A Relação considerou – e bem (ao analisar a apelação dos réus) –, que na servidão de aqueduto apontam-se numerosos adminucula, entre os quais se conta a faculdade de passar no prédio serviente para inspecção, consertos e melhoramentos necessários, acabando por concluir que às autoras assiste o direito de entrar no prédio dos réus sempre que as circunstâncias concretas imponham a inspecção dos tubos, correspondendo aos réus a obrigação de facultar tal acesso, mas não de dar àquelas qualquer chave, ou manter aberta a sua propriedade.

Com efeito, emerge do art. 1565.º, n.º 1, do CC, que o direito de servidão compreende tudo o que é necessário para o seu uso e conservação.

Assim, in casu, pela servidão de aqueduto constituída a favor das autoras, o prédio serviente (dos réus) fica onerado com a condução da água a favor do prédio das primeiras, as quais, como titulares da servidão, ficam com o direito à prática dos actos que para o efeito sejam necessários

É usual considerar que no âmbito dos direitos conferidos ao titular da servidão, em que cabe tudo o que lhe é necessário para o uso e conservação da mesma, avulta o adminiculum da passagem pelo prédio serviente.

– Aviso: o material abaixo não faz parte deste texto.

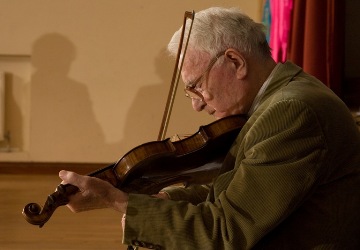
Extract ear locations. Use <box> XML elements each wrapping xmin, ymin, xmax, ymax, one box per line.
<box><xmin>224</xmin><ymin>49</ymin><xmax>247</xmax><ymax>79</ymax></box>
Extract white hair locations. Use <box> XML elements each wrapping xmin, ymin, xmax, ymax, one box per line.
<box><xmin>168</xmin><ymin>7</ymin><xmax>271</xmax><ymax>58</ymax></box>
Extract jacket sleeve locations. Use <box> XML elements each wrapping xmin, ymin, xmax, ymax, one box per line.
<box><xmin>161</xmin><ymin>184</ymin><xmax>211</xmax><ymax>204</ymax></box>
<box><xmin>122</xmin><ymin>99</ymin><xmax>328</xmax><ymax>249</ymax></box>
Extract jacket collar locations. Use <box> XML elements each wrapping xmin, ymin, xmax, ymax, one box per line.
<box><xmin>258</xmin><ymin>61</ymin><xmax>303</xmax><ymax>106</ymax></box>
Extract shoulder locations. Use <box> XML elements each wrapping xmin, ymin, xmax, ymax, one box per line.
<box><xmin>257</xmin><ymin>61</ymin><xmax>347</xmax><ymax>128</ymax></box>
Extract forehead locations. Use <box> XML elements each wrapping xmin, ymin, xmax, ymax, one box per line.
<box><xmin>181</xmin><ymin>50</ymin><xmax>211</xmax><ymax>81</ymax></box>
<box><xmin>183</xmin><ymin>49</ymin><xmax>211</xmax><ymax>67</ymax></box>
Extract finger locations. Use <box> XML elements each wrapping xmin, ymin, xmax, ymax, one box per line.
<box><xmin>59</xmin><ymin>170</ymin><xmax>71</xmax><ymax>182</ymax></box>
<box><xmin>59</xmin><ymin>170</ymin><xmax>83</xmax><ymax>187</ymax></box>
<box><xmin>152</xmin><ymin>192</ymin><xmax>170</xmax><ymax>200</ymax></box>
<box><xmin>59</xmin><ymin>170</ymin><xmax>68</xmax><ymax>184</ymax></box>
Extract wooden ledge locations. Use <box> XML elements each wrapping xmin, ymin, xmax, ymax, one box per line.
<box><xmin>0</xmin><ymin>162</ymin><xmax>111</xmax><ymax>175</ymax></box>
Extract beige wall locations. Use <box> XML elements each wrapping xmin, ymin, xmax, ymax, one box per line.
<box><xmin>0</xmin><ymin>0</ymin><xmax>262</xmax><ymax>163</ymax></box>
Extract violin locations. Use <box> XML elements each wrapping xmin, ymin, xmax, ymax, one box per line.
<box><xmin>23</xmin><ymin>10</ymin><xmax>248</xmax><ymax>229</ymax></box>
<box><xmin>22</xmin><ymin>114</ymin><xmax>247</xmax><ymax>227</ymax></box>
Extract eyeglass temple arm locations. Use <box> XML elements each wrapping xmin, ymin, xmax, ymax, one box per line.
<box><xmin>157</xmin><ymin>10</ymin><xmax>195</xmax><ymax>141</ymax></box>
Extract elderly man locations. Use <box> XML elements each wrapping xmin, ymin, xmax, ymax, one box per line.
<box><xmin>60</xmin><ymin>7</ymin><xmax>360</xmax><ymax>249</ymax></box>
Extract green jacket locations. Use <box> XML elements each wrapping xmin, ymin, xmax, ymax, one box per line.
<box><xmin>123</xmin><ymin>62</ymin><xmax>360</xmax><ymax>249</ymax></box>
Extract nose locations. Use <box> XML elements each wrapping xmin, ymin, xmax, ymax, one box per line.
<box><xmin>191</xmin><ymin>98</ymin><xmax>206</xmax><ymax>112</ymax></box>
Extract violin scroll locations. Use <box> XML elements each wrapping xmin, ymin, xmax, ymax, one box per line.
<box><xmin>22</xmin><ymin>183</ymin><xmax>79</xmax><ymax>227</ymax></box>
<box><xmin>22</xmin><ymin>114</ymin><xmax>247</xmax><ymax>227</ymax></box>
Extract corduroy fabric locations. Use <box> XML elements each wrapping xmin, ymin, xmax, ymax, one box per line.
<box><xmin>123</xmin><ymin>62</ymin><xmax>360</xmax><ymax>250</ymax></box>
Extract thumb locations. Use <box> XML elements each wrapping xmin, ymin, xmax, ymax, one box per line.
<box><xmin>59</xmin><ymin>170</ymin><xmax>81</xmax><ymax>186</ymax></box>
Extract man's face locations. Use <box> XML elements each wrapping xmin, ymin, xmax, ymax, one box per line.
<box><xmin>181</xmin><ymin>49</ymin><xmax>253</xmax><ymax>119</ymax></box>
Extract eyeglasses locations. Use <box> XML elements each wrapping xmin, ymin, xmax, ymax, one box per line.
<box><xmin>184</xmin><ymin>52</ymin><xmax>225</xmax><ymax>102</ymax></box>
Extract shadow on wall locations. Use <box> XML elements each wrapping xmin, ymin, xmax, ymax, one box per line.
<box><xmin>0</xmin><ymin>73</ymin><xmax>23</xmax><ymax>152</ymax></box>
<box><xmin>29</xmin><ymin>33</ymin><xmax>174</xmax><ymax>163</ymax></box>
<box><xmin>121</xmin><ymin>47</ymin><xmax>174</xmax><ymax>147</ymax></box>
<box><xmin>30</xmin><ymin>33</ymin><xmax>108</xmax><ymax>162</ymax></box>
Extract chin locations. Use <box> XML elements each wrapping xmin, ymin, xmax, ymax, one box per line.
<box><xmin>214</xmin><ymin>111</ymin><xmax>241</xmax><ymax>120</ymax></box>
<box><xmin>212</xmin><ymin>113</ymin><xmax>226</xmax><ymax>120</ymax></box>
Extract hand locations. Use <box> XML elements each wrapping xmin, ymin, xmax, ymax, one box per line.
<box><xmin>59</xmin><ymin>170</ymin><xmax>128</xmax><ymax>214</ymax></box>
<box><xmin>152</xmin><ymin>192</ymin><xmax>170</xmax><ymax>200</ymax></box>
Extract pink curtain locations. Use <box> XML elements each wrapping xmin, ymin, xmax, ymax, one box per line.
<box><xmin>269</xmin><ymin>0</ymin><xmax>294</xmax><ymax>63</ymax></box>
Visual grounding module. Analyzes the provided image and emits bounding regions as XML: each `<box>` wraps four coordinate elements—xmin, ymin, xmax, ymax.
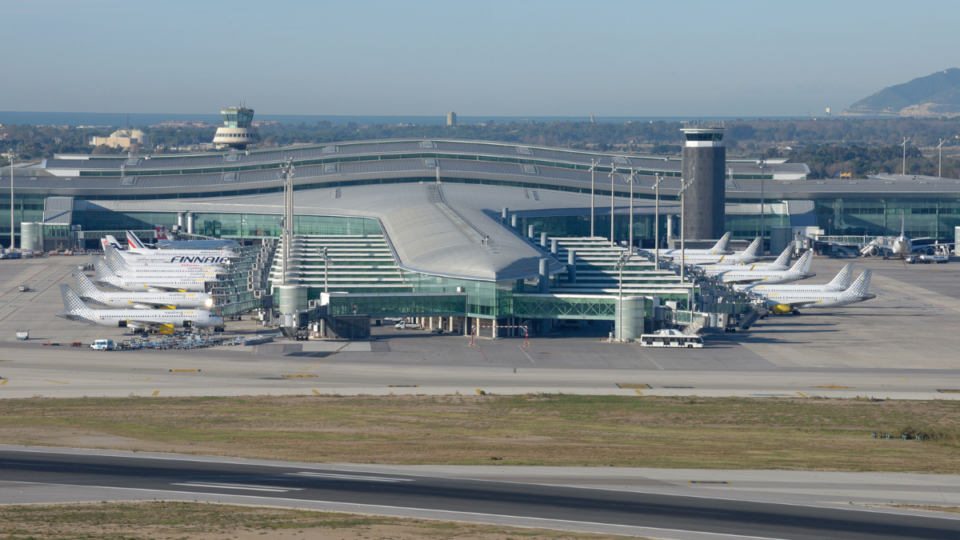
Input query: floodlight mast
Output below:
<box><xmin>615</xmin><ymin>251</ymin><xmax>629</xmax><ymax>342</ymax></box>
<box><xmin>608</xmin><ymin>164</ymin><xmax>616</xmax><ymax>246</ymax></box>
<box><xmin>277</xmin><ymin>159</ymin><xmax>295</xmax><ymax>285</ymax></box>
<box><xmin>652</xmin><ymin>173</ymin><xmax>664</xmax><ymax>268</ymax></box>
<box><xmin>901</xmin><ymin>137</ymin><xmax>909</xmax><ymax>175</ymax></box>
<box><xmin>628</xmin><ymin>168</ymin><xmax>635</xmax><ymax>250</ymax></box>
<box><xmin>757</xmin><ymin>157</ymin><xmax>766</xmax><ymax>255</ymax></box>
<box><xmin>938</xmin><ymin>138</ymin><xmax>947</xmax><ymax>178</ymax></box>
<box><xmin>589</xmin><ymin>159</ymin><xmax>597</xmax><ymax>237</ymax></box>
<box><xmin>5</xmin><ymin>150</ymin><xmax>14</xmax><ymax>250</ymax></box>
<box><xmin>677</xmin><ymin>178</ymin><xmax>694</xmax><ymax>286</ymax></box>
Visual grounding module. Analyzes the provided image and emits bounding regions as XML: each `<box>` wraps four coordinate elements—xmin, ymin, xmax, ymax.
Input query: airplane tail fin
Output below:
<box><xmin>155</xmin><ymin>225</ymin><xmax>168</xmax><ymax>240</ymax></box>
<box><xmin>826</xmin><ymin>263</ymin><xmax>855</xmax><ymax>291</ymax></box>
<box><xmin>841</xmin><ymin>270</ymin><xmax>873</xmax><ymax>300</ymax></box>
<box><xmin>789</xmin><ymin>250</ymin><xmax>812</xmax><ymax>274</ymax></box>
<box><xmin>768</xmin><ymin>244</ymin><xmax>793</xmax><ymax>270</ymax></box>
<box><xmin>735</xmin><ymin>237</ymin><xmax>761</xmax><ymax>263</ymax></box>
<box><xmin>711</xmin><ymin>232</ymin><xmax>733</xmax><ymax>254</ymax></box>
<box><xmin>93</xmin><ymin>257</ymin><xmax>118</xmax><ymax>282</ymax></box>
<box><xmin>60</xmin><ymin>284</ymin><xmax>91</xmax><ymax>313</ymax></box>
<box><xmin>73</xmin><ymin>268</ymin><xmax>107</xmax><ymax>301</ymax></box>
<box><xmin>126</xmin><ymin>230</ymin><xmax>147</xmax><ymax>250</ymax></box>
<box><xmin>102</xmin><ymin>246</ymin><xmax>126</xmax><ymax>273</ymax></box>
<box><xmin>105</xmin><ymin>235</ymin><xmax>124</xmax><ymax>251</ymax></box>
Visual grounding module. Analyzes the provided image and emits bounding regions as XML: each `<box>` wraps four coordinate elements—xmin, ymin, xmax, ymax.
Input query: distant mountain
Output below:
<box><xmin>841</xmin><ymin>68</ymin><xmax>960</xmax><ymax>117</ymax></box>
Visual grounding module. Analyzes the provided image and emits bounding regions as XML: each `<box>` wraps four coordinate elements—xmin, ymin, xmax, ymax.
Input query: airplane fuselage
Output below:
<box><xmin>82</xmin><ymin>292</ymin><xmax>213</xmax><ymax>309</ymax></box>
<box><xmin>57</xmin><ymin>309</ymin><xmax>223</xmax><ymax>328</ymax></box>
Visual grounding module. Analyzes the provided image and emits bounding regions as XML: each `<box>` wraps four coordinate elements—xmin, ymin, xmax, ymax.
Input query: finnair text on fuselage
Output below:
<box><xmin>168</xmin><ymin>256</ymin><xmax>232</xmax><ymax>264</ymax></box>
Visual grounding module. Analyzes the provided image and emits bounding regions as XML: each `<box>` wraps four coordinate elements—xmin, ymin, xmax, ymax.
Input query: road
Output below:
<box><xmin>1</xmin><ymin>447</ymin><xmax>958</xmax><ymax>540</ymax></box>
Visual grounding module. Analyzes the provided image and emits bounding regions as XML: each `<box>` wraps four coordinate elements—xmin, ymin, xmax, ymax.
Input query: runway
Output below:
<box><xmin>1</xmin><ymin>446</ymin><xmax>959</xmax><ymax>540</ymax></box>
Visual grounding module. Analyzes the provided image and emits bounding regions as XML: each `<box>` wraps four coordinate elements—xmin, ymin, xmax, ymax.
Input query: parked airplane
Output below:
<box><xmin>753</xmin><ymin>269</ymin><xmax>875</xmax><ymax>315</ymax></box>
<box><xmin>644</xmin><ymin>232</ymin><xmax>734</xmax><ymax>258</ymax></box>
<box><xmin>127</xmin><ymin>230</ymin><xmax>238</xmax><ymax>255</ymax></box>
<box><xmin>102</xmin><ymin>246</ymin><xmax>228</xmax><ymax>276</ymax></box>
<box><xmin>58</xmin><ymin>285</ymin><xmax>223</xmax><ymax>334</ymax></box>
<box><xmin>73</xmin><ymin>269</ymin><xmax>214</xmax><ymax>309</ymax></box>
<box><xmin>101</xmin><ymin>238</ymin><xmax>235</xmax><ymax>265</ymax></box>
<box><xmin>698</xmin><ymin>243</ymin><xmax>790</xmax><ymax>274</ymax></box>
<box><xmin>153</xmin><ymin>226</ymin><xmax>241</xmax><ymax>250</ymax></box>
<box><xmin>820</xmin><ymin>213</ymin><xmax>954</xmax><ymax>258</ymax></box>
<box><xmin>716</xmin><ymin>250</ymin><xmax>815</xmax><ymax>285</ymax></box>
<box><xmin>745</xmin><ymin>263</ymin><xmax>854</xmax><ymax>295</ymax></box>
<box><xmin>93</xmin><ymin>259</ymin><xmax>210</xmax><ymax>292</ymax></box>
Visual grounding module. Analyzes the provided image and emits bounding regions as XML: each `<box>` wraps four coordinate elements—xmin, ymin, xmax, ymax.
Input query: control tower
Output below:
<box><xmin>213</xmin><ymin>106</ymin><xmax>261</xmax><ymax>149</ymax></box>
<box><xmin>680</xmin><ymin>124</ymin><xmax>726</xmax><ymax>240</ymax></box>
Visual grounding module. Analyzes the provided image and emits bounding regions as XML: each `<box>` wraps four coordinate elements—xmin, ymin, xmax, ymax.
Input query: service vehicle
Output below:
<box><xmin>90</xmin><ymin>339</ymin><xmax>115</xmax><ymax>350</ymax></box>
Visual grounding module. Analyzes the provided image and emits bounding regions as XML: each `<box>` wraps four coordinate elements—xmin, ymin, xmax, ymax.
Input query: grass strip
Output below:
<box><xmin>0</xmin><ymin>501</ymin><xmax>640</xmax><ymax>540</ymax></box>
<box><xmin>0</xmin><ymin>394</ymin><xmax>958</xmax><ymax>473</ymax></box>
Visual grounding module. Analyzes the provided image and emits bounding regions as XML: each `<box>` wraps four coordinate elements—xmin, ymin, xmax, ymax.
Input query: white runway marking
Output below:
<box><xmin>287</xmin><ymin>472</ymin><xmax>414</xmax><ymax>483</ymax></box>
<box><xmin>171</xmin><ymin>482</ymin><xmax>303</xmax><ymax>492</ymax></box>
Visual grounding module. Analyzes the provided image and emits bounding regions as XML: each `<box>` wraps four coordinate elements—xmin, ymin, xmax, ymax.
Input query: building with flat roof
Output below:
<box><xmin>89</xmin><ymin>129</ymin><xmax>150</xmax><ymax>150</ymax></box>
<box><xmin>5</xmin><ymin>138</ymin><xmax>960</xmax><ymax>329</ymax></box>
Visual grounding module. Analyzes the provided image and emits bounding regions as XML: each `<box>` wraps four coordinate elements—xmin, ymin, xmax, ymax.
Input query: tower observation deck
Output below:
<box><xmin>213</xmin><ymin>106</ymin><xmax>261</xmax><ymax>149</ymax></box>
<box><xmin>680</xmin><ymin>125</ymin><xmax>726</xmax><ymax>240</ymax></box>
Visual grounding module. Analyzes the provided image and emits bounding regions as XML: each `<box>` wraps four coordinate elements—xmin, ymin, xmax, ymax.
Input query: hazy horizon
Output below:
<box><xmin>5</xmin><ymin>0</ymin><xmax>959</xmax><ymax>117</ymax></box>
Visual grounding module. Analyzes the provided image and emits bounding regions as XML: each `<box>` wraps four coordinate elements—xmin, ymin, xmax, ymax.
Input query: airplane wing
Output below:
<box><xmin>910</xmin><ymin>242</ymin><xmax>955</xmax><ymax>252</ymax></box>
<box><xmin>127</xmin><ymin>300</ymin><xmax>177</xmax><ymax>309</ymax></box>
<box><xmin>145</xmin><ymin>286</ymin><xmax>189</xmax><ymax>293</ymax></box>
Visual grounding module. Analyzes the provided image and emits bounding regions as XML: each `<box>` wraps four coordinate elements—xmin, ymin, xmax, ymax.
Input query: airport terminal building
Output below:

Socorrendo-nos, novamente, de Tavarela Lobo: “Se o aqueduto é subterrâneo, é óbvio que não assiste tal direito ao proprietário do prédio dominante, pois necessita apenas de, quando as circunstâncias o imponham, inspeccionar o aqueduto através dos apropriados óculos de observação ou caixas de visita./ Não assim tratando-se de aqueduto ou rego a descoberto, especialmente quando térreo, como é frequente verificar-se nas levadas e regos de soma tão vulgares em certas zonas do país, nomeadamente no Minho./ Nesses aquedutos existe normalmente, ao lado da levada ou rego, a passagem de pé para acompanhar a água, passagem implantada na parte superior da soma e suficiente para o trânsito de uma pessoa./ Só no uso deste adminiculum poderá o titular, no tempo de exercício da servidão, assegurar o livre curso das águas, removendo do leito do aqueduto a terra, pedras, areia e qualquer entulho que impeçam ou retardem aquele curso ou provoquem a diminuição do caudal.”[32]

A respeito do direito de acesso à propriedade serviente, por banda dos proprietários do prédio dominante, em caso de existência de servidão de aqueduto escreveu-se no Acórdão do STJ, de 14-05-2009, Proc. n.º 09A0661: “Estando provado que os autores, donos do prédio dominante, sempre utilizaram um portão para acederem directamente ao poço situado no prédio (serviente) dos réus, de onde extraem água, visando essa utilização e passagem apenas a conservação e reparação do motor aí instalado, adquiriram tal direito, para aquela estrita finalidade, por serem donos do prédio (dominante) que beneficia da servidão de água. Tal direito de passagem não configura, por isso, uma servidão autónoma daqueloutra, – direito à água do poço – mas tão só um meio necessário, funcionalizado ao inerente aproveitamento da utilidade proporcionada pela servidão; trata-se, pois, de adminicula servitutis. Por tal direito de passar não exprimir qualquer servidão não podem os donos do prédio serviente impedi-la, invocando o art. 1551.º do Código Civil, por este normativo se relacionar com o regime legal das servidões de passagem, conferindo ao dono de prédio urbano, que poderia ser onerado com tal encargo, o direito de se eximir à servidão, adquirindo o prédio”.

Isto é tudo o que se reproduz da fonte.